First of all, I've found that constructing a non-contiguous view to a Numpy array is not natively possible, because Numpy efficiently utilises contiguous memory layout of an array, which enables dramatic speed increase.
Here's a solution I found that works the best so far:
Instead of having a view to an array, I construct a collection indices, that I would like to process, [2,3], [4,1], [1,0], [2,2]
.
The collection type I have chosen are Sets, due to exclusion of duplicates and set().add
and set().discard
methods that do not require search. Keeping order was not necessary.

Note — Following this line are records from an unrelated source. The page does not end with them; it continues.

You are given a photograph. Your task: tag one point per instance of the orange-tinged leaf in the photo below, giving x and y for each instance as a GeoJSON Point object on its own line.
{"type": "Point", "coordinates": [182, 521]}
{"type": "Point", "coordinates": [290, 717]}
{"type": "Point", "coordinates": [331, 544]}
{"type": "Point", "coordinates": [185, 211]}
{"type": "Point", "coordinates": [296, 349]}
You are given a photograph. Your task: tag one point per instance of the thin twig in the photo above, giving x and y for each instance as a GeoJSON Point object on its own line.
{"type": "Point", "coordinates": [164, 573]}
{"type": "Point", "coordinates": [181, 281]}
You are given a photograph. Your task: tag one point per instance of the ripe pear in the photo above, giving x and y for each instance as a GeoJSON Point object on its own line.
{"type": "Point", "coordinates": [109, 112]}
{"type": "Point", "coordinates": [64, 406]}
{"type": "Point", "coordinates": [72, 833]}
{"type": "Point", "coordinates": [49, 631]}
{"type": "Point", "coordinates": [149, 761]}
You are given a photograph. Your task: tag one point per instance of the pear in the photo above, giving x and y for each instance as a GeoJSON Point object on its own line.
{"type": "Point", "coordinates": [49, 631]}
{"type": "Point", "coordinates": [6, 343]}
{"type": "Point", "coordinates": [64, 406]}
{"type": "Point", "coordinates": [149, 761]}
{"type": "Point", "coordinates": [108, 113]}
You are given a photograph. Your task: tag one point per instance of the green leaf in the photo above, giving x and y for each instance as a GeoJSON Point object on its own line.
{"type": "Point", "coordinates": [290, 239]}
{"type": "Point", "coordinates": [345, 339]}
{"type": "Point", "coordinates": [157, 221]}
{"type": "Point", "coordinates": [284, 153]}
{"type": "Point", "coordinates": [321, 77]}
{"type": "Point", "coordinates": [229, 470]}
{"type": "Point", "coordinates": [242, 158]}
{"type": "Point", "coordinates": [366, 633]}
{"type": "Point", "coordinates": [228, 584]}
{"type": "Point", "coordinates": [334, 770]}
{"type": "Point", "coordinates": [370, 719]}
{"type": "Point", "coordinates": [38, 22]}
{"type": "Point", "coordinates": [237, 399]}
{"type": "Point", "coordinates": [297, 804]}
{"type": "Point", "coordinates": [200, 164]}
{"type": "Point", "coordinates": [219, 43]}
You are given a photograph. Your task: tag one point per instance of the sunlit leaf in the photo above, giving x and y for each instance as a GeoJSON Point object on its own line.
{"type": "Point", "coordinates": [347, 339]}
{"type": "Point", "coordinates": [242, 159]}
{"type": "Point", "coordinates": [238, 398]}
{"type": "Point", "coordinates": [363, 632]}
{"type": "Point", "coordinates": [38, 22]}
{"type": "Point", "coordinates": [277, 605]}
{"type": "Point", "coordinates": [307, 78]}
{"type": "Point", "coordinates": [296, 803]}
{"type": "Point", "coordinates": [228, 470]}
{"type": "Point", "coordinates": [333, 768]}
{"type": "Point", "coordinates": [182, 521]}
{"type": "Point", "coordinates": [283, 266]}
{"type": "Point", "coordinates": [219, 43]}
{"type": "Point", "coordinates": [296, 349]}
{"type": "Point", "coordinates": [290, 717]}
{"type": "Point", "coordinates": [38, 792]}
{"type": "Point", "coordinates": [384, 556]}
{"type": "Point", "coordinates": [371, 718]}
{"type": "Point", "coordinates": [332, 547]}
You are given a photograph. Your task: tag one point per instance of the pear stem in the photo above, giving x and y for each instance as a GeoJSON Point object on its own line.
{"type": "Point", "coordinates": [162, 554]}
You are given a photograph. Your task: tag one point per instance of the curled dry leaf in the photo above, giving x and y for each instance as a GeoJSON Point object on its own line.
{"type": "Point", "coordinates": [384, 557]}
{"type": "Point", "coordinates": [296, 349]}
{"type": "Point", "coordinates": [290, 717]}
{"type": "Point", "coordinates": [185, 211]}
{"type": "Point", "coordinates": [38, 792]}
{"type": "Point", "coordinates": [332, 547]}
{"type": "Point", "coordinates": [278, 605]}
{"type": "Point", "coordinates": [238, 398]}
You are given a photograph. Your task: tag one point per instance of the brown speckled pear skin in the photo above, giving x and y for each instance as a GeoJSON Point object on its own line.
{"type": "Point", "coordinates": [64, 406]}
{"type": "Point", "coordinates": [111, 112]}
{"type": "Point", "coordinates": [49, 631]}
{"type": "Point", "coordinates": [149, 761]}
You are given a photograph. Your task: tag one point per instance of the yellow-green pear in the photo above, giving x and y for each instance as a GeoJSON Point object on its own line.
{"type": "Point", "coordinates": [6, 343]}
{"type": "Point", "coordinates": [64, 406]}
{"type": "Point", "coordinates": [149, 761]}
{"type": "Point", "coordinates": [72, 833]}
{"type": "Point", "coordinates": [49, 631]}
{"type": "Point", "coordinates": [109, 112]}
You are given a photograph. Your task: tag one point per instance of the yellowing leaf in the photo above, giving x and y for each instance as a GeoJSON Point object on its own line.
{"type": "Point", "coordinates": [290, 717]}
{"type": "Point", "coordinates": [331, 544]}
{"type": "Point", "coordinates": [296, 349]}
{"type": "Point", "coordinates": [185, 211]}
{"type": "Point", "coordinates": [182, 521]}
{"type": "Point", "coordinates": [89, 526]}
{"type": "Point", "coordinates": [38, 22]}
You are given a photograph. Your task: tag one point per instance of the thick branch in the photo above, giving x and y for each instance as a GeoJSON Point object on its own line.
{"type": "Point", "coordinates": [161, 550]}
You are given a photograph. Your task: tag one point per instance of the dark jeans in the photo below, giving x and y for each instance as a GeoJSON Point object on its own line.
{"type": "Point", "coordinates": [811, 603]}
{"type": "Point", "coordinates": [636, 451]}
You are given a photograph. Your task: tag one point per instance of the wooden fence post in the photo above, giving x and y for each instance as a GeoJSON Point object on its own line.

To use them for indexing an array they have to be casted from a set of tuples set{(2,3),(4,1),(1,0),(2,2)}
to a tuple of arrays (ndarray([2,4,1,2], ndarray[3,1,0,2])
.
Which can be achieved by unzipping a set and constructing a tuple of arrays:
import numpy as np
a=np.arrange(25).shape(5,5)
>>>[[ 0 1 2 3 4]
[ 5 6 7 8 9]
[10 11 12 13 14]
[15 16 17 18 19]
[20 21 22 23 24]]
my_set = {(2,3),(4,1),(1,0),(2,2)}
uzip_set = list(zip(*my_set))
seq_from_set = (np.asarray(uzip_set[0]),np.asarray(uzip_set[1]))
print(seq_from_set)
>>>(array[2,4,1,2], array[3,1,0,2])
And array a
can be manipulated by providing such a sequence of indices:
b = a[seq_from_set]
print(b)
>>>array[13,21,5,12]
a[seq_from_set] = 0
print(a)
>>>[[ 0 1 2 3 4]
[ 0 6 7 8 9]
[10 11 0 0 14]
[15 16 17 18 19]
[20 0 22 23 24]]
The solution is a bit sophisticated compared to something native, but works surprisingly fast. This allows an easy management of the collection of indices and supports quick conversion to a stream of indices on demand.